Un’ondata di repressione senza precedenti ha colpito la comunità cristiana in Iran, con un totale sconvolgente di oltre 250 anni di carcere solo nel 2024.
Un’escalation feroce, quasi sei volte superiore rispetto all’anno precedente, che testimonia l’intensificarsi di un clima oppressivo che negli ultimi cinque anni si è abbattuto sulla minoranza religiosa.
I dati raccolti da un recente rapporto, diffuso dal sito specializzato Article18, rivelano un drammatico peggioramento della situazione, delineando un quadro di persecuzione a sfondo religioso sempre più allarmante.
I numeri parlano chiaro: nel 2024 almeno 96 cristiani, la maggior parte dei quali convertiti dall’islam in un Paese a stragrande maggioranza musulmana sciita, sono stati condannati a un totale di 263 anni di carcere, rispetto ai “soli” 43,5 anni inflitti a 22 cristiani nel 2023. Un incremento vertiginoso, in parte attribuibile all’impennata di arresti nella seconda metà del 2023, ma che riflette anche una chiara volontà delle autorità iraniane di infliggere pene detentive sempre più severe.
Tutte queste condanne affondano le radici nella fede e nelle attività religiose dei condannati, come sottolinea il rapporto intitolato “La punta dell’iceberg”, un titolo eloquente che lascia intendere come molti altri casi restino ancora nell’ombra.

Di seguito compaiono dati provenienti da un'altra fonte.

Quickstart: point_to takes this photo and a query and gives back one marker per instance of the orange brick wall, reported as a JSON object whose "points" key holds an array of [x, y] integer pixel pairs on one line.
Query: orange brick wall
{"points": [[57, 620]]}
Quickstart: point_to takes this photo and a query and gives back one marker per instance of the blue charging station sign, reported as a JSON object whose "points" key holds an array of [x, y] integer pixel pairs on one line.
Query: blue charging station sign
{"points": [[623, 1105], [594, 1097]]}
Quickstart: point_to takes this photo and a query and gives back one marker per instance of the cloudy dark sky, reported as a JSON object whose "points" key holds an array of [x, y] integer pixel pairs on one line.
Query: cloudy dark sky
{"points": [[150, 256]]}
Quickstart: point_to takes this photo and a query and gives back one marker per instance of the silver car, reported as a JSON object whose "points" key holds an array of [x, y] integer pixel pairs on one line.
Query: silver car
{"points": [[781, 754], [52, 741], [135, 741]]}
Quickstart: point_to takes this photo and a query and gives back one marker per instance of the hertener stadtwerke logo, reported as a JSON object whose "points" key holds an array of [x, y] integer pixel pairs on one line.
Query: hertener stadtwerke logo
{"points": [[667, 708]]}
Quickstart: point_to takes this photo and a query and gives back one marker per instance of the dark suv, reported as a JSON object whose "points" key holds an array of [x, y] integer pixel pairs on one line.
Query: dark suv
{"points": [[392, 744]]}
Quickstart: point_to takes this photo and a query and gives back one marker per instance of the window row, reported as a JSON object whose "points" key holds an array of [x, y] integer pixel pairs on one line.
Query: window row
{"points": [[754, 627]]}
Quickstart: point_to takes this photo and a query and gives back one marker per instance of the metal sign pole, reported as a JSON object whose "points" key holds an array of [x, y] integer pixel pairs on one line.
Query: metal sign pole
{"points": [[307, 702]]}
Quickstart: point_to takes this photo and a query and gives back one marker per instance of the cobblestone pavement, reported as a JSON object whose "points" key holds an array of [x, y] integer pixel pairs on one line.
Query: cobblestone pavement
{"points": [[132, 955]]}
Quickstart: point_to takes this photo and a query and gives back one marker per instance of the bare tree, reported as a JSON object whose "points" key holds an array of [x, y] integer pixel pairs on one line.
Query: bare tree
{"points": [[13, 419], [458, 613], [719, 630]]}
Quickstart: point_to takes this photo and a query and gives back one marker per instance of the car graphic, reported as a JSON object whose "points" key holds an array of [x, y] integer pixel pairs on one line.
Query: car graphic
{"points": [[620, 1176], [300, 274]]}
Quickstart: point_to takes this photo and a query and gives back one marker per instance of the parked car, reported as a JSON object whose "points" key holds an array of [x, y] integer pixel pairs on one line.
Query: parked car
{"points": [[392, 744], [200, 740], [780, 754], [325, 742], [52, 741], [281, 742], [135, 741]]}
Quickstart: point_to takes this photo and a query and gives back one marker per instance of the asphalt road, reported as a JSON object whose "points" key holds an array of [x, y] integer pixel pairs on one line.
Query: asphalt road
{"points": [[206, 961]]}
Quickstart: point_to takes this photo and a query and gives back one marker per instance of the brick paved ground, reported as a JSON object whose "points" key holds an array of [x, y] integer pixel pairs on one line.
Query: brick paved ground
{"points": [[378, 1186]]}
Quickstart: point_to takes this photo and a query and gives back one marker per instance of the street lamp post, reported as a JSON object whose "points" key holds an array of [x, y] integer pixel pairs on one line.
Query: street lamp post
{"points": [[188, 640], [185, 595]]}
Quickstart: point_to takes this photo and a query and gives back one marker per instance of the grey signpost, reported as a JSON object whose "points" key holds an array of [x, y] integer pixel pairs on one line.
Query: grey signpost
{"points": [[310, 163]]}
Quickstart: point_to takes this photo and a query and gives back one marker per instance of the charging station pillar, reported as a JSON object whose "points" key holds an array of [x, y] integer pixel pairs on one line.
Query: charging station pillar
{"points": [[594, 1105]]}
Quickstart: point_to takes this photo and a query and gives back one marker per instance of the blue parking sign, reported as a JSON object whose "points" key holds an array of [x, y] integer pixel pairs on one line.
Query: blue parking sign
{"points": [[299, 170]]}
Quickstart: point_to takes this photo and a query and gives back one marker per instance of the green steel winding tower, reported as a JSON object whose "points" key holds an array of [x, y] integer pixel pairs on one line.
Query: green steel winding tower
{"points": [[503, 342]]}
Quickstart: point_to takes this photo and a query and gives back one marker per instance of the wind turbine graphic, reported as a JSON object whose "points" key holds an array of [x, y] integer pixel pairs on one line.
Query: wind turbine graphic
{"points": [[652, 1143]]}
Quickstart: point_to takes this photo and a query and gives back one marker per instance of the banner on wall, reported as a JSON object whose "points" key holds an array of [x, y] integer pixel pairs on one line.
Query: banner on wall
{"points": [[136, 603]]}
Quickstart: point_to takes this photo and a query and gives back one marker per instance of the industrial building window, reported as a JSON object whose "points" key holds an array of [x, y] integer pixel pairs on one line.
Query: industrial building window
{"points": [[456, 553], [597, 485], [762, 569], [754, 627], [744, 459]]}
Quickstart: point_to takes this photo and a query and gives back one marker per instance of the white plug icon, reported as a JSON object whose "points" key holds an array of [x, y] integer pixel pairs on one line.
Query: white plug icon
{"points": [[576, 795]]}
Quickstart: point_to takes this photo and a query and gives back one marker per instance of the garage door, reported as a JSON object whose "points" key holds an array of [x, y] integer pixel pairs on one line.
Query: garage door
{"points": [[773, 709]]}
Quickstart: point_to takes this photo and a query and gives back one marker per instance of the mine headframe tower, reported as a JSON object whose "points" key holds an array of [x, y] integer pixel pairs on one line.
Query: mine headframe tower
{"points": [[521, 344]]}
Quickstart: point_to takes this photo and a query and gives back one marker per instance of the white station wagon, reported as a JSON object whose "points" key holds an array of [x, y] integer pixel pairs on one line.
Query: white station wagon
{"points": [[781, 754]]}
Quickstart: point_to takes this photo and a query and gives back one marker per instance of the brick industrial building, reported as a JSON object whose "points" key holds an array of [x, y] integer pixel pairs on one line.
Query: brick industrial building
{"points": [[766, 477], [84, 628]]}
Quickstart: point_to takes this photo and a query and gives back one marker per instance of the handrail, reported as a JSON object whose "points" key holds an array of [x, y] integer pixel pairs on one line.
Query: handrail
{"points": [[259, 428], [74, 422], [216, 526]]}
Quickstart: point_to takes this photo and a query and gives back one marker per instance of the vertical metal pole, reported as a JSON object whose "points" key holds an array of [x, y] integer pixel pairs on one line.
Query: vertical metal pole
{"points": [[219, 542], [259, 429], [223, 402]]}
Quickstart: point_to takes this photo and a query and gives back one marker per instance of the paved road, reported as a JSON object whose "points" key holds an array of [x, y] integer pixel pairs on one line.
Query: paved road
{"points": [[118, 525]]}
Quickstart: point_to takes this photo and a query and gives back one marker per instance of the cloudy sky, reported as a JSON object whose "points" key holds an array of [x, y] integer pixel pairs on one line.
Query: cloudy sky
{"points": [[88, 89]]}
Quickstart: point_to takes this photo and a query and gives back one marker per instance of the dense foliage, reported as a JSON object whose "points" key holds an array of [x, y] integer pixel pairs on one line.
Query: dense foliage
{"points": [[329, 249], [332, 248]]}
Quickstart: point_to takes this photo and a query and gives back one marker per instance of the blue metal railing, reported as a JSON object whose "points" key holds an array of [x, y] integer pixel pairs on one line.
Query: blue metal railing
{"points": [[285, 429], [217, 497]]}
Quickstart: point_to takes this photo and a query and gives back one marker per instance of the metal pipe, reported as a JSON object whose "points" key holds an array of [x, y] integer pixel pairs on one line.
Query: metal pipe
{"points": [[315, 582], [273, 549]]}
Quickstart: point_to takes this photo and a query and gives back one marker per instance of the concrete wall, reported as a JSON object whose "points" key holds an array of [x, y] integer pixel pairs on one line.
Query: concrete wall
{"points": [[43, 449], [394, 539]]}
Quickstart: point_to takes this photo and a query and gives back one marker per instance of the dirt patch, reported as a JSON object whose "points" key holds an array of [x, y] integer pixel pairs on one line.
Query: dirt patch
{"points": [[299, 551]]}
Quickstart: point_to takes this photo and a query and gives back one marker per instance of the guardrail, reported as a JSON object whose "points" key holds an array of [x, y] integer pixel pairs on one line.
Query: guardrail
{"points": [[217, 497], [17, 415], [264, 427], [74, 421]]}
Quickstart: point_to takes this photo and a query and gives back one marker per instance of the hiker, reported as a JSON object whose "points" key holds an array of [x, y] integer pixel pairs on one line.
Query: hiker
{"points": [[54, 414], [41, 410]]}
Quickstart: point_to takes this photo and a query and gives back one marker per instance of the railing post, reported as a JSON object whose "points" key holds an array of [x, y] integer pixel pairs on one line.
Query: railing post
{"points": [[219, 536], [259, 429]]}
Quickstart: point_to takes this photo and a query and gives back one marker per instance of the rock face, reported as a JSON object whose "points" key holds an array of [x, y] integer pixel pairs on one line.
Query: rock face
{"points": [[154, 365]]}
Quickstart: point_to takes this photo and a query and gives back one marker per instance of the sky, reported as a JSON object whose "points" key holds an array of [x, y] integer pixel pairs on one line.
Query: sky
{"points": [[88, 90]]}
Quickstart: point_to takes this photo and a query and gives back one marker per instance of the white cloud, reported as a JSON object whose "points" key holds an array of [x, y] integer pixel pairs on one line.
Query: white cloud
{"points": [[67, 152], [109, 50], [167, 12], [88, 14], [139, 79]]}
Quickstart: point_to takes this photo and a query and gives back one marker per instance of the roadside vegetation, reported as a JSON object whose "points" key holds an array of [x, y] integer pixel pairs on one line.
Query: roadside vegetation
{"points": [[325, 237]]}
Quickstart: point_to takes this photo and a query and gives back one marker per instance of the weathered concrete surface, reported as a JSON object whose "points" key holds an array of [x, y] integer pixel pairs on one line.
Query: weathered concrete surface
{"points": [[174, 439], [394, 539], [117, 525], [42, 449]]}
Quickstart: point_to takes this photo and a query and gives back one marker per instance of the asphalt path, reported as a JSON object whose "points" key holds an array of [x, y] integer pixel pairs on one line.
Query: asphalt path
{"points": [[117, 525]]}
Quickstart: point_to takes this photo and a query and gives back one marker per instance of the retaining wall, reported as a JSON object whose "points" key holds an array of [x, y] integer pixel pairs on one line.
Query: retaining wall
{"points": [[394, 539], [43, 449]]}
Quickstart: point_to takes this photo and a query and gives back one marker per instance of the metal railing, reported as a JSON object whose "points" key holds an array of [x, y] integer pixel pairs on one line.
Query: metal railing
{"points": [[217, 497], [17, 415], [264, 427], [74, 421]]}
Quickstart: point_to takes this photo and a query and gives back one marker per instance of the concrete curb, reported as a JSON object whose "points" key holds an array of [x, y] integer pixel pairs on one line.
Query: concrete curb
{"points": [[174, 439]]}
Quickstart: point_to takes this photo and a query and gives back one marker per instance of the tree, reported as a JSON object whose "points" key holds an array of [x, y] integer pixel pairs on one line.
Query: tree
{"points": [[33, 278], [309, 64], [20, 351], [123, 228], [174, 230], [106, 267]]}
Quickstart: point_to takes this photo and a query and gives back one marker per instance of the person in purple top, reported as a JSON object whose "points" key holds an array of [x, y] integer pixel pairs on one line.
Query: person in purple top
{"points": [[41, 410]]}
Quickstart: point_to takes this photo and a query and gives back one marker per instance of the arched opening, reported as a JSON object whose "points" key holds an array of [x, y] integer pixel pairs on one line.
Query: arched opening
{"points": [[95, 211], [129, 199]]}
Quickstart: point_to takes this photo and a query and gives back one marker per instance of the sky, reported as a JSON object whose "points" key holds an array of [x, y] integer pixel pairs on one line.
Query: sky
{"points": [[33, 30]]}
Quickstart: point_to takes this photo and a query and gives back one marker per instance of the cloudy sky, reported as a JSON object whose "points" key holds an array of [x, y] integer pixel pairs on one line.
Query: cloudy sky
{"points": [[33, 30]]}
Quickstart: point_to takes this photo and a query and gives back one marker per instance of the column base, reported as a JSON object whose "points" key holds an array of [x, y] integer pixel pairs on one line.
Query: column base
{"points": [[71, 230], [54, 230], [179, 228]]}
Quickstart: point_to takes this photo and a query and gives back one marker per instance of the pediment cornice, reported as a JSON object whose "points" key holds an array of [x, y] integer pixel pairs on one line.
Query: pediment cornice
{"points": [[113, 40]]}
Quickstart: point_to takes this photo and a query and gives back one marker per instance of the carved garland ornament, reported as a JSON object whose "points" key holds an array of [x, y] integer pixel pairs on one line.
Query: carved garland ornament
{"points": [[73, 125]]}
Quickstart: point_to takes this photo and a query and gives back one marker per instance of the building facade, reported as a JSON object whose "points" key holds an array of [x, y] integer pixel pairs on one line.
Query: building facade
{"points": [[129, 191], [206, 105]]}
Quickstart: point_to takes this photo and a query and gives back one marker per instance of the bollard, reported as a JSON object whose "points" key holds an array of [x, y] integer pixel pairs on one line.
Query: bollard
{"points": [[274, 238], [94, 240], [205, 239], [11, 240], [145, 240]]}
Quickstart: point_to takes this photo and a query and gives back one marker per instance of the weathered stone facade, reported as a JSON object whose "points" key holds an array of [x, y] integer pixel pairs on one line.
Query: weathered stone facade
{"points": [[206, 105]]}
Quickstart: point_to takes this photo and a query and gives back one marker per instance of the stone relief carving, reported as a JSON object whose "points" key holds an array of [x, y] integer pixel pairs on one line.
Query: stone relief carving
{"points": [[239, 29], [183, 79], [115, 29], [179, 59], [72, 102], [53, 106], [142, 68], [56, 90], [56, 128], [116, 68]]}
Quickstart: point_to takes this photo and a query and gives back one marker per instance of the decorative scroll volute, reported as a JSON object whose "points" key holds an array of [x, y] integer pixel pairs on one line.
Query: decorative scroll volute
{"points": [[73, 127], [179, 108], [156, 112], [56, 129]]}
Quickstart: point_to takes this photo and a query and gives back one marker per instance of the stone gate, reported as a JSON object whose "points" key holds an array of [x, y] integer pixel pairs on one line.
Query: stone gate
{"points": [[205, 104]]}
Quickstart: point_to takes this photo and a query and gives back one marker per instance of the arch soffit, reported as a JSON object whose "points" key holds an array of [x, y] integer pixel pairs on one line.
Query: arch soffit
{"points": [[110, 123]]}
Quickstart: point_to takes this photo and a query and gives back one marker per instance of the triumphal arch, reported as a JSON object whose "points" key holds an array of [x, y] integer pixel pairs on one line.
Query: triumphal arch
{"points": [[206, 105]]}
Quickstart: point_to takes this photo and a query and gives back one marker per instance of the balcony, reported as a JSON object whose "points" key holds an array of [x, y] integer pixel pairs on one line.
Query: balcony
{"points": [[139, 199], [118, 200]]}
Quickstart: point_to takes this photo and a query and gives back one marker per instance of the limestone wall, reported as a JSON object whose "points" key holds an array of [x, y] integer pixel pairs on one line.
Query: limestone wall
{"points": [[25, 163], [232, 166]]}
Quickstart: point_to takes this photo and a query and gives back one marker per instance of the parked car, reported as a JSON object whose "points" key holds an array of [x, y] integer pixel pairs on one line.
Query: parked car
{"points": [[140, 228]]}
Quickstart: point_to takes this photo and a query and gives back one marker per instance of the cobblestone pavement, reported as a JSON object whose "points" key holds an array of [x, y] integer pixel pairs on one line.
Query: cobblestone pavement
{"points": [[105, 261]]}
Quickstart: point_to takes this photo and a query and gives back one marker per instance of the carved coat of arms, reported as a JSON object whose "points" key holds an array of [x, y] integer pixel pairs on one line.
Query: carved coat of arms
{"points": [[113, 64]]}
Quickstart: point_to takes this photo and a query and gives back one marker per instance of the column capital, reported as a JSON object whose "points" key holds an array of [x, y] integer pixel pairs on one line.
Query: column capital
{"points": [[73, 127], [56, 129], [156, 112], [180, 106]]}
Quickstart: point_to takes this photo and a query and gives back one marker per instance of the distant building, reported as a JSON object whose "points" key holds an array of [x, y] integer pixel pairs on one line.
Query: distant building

La rivelazione di oltre tre milioni di fascicoli giudiziari, trafugati dai tribunali di Teheran e risalenti al periodo 2008-2023, ha portato alla luce almeno 300 casi che coinvolgono direttamentemembri della comunità cristiana.
Il timore di ritorsioni e il clima di terrore imposto dalle autorità hanno costretto il 58% delle vittime a rimanere in silenzio, nascondendo le loro sofferenze agli occhi del mondo.
Il rapporto svela anche come le autorità iraniane abbiano criminalizzato la semplice esistenza dei cristiani: essere accusati di possedere una Bibbia o cantare inni di culto durante una funzione religiosa sono diventate prove di reato, mentre i fedeli vengono etichettati come membri di una “setta” pericolosa per la sicurezza dello Stato.
Per questo, dobbiamo alzare la voce, denunciare queste ingiustizie ovunque e comunque. La sofferenza di questi cristiani deve diventare una priorità assoluta per tutti.
In Iran, dove vivono circa 300mila cristiani su una popolazione di 86 milioni di abitanti, le minoranze religiose sono costantemente sotto pressione.
Le proprietà confiscate, il controllo delle finanze e gli interrogatori estenuanti sono diventati la norma per chi professa apertamente la propria fede.
Lo scopo? Smantellare ogni forma di sostegno alla comunità cristiana, cercando prove inesistenti di finanziamenti stranieri per giustificare ulteriori repressioni.
Nella seconda metà del 2024, almeno cinque città iraniane sono state teatro di nuove ondate di arresti, orchestrati dai servizi segreti del Corpo delle guardie della rivoluzione islamica (Pasdaran, IRGC).
Gli accusati sono stati perseguiti sulla base di un emendamento all’articolo 500 del Codice penale islamico, che prevede fino a 10 anni di carcere per chiunque riceva presunti“aiuti esterni”.
Una tattica che mira a strangolare finanziariamente le comunità cristiane, criminalizzando persino le donazioni e le offerte caritatevoli, pratiche comuni per i fedeli di tutto il mondo.
La pubblicazione di questo rapporto è un grido d’allarme rivolto alla comunità internazionale: la repressione religiosa in Iran ha raggiunto livelli insostenibili, e il futuro della comunità cristiana è più incerto che mai.